The trouble, Falknerberg explains, was that he felt like they were “optimising a broken model”.

“We were still trapped in the knowledge economy, and even in the industrial economy’s view of what human learning is all about,” he told us.

That model asks people to learn and replicate a pre-set formula. And for a long time, that’s been fine. Now though, increasingly sophisticated AI systems can do that much better than human beings.

As a consequence, people trained to replicate formulae are rapidly becoming redundant.

In fact, Falkenberg told us, ‘by accelerating people’s learning in that model, we were making them more vulnerable, because actually they were entering a world in which they were being asked to replicate a formula that was way more complicated that they were being trained on”.

At that point, he realised he couldn’t be in the training and human development game, which is about making people more powerful, if all he was doing was making them vulnerable to change.

And so, he and Dayne sold their businesses and set out to find an “AI for people”. Ideally, they were looking for a platform that gives employees “highly intelligent navigational capability that makes them far more productive”.

When they couldn’t find what they were looking for, they realised they would have to build it themselves.

Breaking the mould

The Clevva founders weren’t just interested in creating AI to augment human workers though. They also wanted to empower companies to build AI-centric learning tools without anyone having to know a single line of code.

Essentially, the company just has to know the logic behind specific scenarios an employee might encounter and then use Clevva to build a navigator that automatically takes them through that process.

This, Falkenberg told us, allows companies to hire employees not to replicate a formula, but to add value.

Take a call centre for example. As Falkenberg points out, no one becomes a call centre agent because they want to learn about banking or how to settle an insurance claim. But that’s exactly what they have to become. Or they have to read a script. And, as we all know, conversations don’t go according to script.

As a consequence, providing a great customer experience (the thing these agents are supposed to do) slips way down the priority list.

So why not, Falkenberg asks, use AI to do all the logical stuff and “give these people, the space to be brilliant at what they’re brilliant at and completely remove the dependencies that hold them back?”

It doesn’t just work for call centres either. Clevva has customers in the telecoms sector who use its tools to guide technicians through repairs they may never have seen before.

It’s also found applications in banks, petrochemical companies, and even big consulting firms. The impact of people being augmented, rather than replaced, in those industries is potentially massive.

A realistic glimpse into the future

Of course, Falkenberg isn’t naïve enough to think that there aren’t industries that will be completely automated. But, he cautions, “there are so many business models that still require an experience that is not purely digital”.
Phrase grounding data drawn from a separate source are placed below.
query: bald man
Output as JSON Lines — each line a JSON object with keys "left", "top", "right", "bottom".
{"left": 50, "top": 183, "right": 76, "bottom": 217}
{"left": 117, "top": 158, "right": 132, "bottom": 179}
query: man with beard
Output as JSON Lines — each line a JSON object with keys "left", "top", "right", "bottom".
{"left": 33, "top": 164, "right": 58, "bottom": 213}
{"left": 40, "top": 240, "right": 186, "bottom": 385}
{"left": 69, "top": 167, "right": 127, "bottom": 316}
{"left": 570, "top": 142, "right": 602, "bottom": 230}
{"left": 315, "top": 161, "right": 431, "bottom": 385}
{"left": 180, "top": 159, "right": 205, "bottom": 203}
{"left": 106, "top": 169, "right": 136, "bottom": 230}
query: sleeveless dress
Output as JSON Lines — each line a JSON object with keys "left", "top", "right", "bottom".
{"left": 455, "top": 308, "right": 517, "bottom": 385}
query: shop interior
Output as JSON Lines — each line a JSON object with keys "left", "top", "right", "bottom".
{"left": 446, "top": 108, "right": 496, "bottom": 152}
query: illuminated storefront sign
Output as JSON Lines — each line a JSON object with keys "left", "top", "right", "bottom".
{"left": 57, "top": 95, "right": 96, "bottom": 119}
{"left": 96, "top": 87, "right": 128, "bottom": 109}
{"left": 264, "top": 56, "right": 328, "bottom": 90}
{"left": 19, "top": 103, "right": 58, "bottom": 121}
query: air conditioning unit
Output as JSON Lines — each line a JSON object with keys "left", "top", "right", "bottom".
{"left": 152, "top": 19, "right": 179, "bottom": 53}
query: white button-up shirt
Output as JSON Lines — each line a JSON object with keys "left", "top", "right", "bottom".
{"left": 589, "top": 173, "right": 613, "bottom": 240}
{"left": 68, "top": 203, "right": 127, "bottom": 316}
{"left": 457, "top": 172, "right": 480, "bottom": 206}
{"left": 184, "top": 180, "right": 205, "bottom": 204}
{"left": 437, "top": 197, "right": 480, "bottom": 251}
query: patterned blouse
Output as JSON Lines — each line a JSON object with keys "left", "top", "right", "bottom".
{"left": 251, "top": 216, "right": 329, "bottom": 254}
But AI can still offer those industries a competitive edge by freeing up their employees’ collective brainpower from drudgework.

And that, Falkenberg believes, could have seriously positive knock-on effects for humanity:

“I think we as human beings function on autopilot so often. You can see it politically, you can see it socially, economically. We are non-thinking a lot of the time”.

“Now if we can allow the robotic nature to be done elsewhere, it will give us time and space to start learning to become more conscious human beings and better at the higher-level thinking. And that’s something that I think is an opportunity for us as society”.

A model for optimism

For Falkenberg then, Clevva isn’t just about using technology to turn a profit. It’s about showing that such a world is possible and that we don’t have to surrender to new forms of technology.

In fact, he says, that’s the opposite of what we should be doing:

“My worry is that if we just focus on replacing humans without also focusing on the people who actually make up organisations, there’s a lot of pain coming”.

But, he says if we can successfully use AI to augment humanity, it “could be a hugely liberating journey for society, as opposed to punishing or penalising for many and rewarding for few”.